Rabu, 26 September 2012

Tugas 3_Nina Nurlina_KPI 1D 2012

SOSIOLOGI MENURUT KARL MARX

Karl Marx sebenarnya bukan orang sosiolog. Bahkan istilah sosiologi tidak pernah muncul dalam karya-karyanya. Namun demikian jelas bahwa ia bisa ditempatkan di antara sekian tokoh klasik dari disiplin ilmu ini.
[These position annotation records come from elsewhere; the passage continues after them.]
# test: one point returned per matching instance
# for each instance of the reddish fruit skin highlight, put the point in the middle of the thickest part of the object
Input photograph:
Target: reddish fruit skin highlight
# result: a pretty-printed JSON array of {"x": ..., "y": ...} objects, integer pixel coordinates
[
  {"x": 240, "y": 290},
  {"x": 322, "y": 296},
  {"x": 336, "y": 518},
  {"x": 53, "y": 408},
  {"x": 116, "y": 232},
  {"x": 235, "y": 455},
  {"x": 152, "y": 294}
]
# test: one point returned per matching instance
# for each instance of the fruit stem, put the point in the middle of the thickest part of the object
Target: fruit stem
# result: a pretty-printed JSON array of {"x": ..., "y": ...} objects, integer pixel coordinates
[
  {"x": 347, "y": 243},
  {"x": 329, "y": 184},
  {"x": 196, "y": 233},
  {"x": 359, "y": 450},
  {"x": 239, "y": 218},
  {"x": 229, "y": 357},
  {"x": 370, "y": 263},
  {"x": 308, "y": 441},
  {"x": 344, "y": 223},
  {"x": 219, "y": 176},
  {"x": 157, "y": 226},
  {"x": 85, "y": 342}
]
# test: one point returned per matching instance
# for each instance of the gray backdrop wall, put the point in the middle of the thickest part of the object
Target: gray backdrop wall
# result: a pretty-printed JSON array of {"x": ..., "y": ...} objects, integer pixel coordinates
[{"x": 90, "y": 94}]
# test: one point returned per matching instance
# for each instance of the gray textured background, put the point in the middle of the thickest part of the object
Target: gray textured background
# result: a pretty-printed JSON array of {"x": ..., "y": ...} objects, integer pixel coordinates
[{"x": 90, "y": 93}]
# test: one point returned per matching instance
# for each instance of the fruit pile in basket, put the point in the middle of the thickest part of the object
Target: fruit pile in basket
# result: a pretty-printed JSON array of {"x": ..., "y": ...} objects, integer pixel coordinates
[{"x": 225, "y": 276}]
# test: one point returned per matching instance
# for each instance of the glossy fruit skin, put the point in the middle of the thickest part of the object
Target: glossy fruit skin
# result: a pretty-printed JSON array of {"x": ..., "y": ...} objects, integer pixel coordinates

Hal penting dari analisisnya tidak hanya yang diakui oleh para pengikut "Marxis" saja namun juga oleh para penulis lain sepeerti Max Weber atau Raymond Aron yang meski tidak memiliki pandangan sama tetapi telah mengakui Karl Marx sebagai referensi wajib dan mengakui kegeniusannya.
1.      Pertentangan Kelas
Perkembangan kapitalisme pernah mengacau balaukan masyarakat feodal yang terstruktur pada tiga aturan besar yaitu kaum petani , kaum aristokrat atau bangsawan dan pendeta. Dengan perkembangan perdagangan, industri dan pusat-pusat urban muncullah dua kelas baru yaitu kelas borjuis (bourgeois) yang telah mendestabilkan rezim (tatanan) lama dan memegang tempat yang dominan, dan kemudian kalangan protelar atau rakyat jelata yang miskin dan terdiri dari sekumpulan tukang di pabrik-pabrik dan para petani yang terusir dari tanahnya dan kemudian menjadi tenaga kerja utama di bengkel kerja dan firma-firma industri besar. Berbagai kondisi kaum protelar pada pertegahan abad XIX banyak dilaporkan melalui sejumlah penelitian. Friedrich Engels rekan kerja Marx pernah mendeskripsikan kondisi kaum proletar inggris yang mengenaskan dalam Rapport sur la situation de la classe laborieuse en Angleterre (Laporan Tentang Situasi Kelas Pekerja di Inggris ) (1844).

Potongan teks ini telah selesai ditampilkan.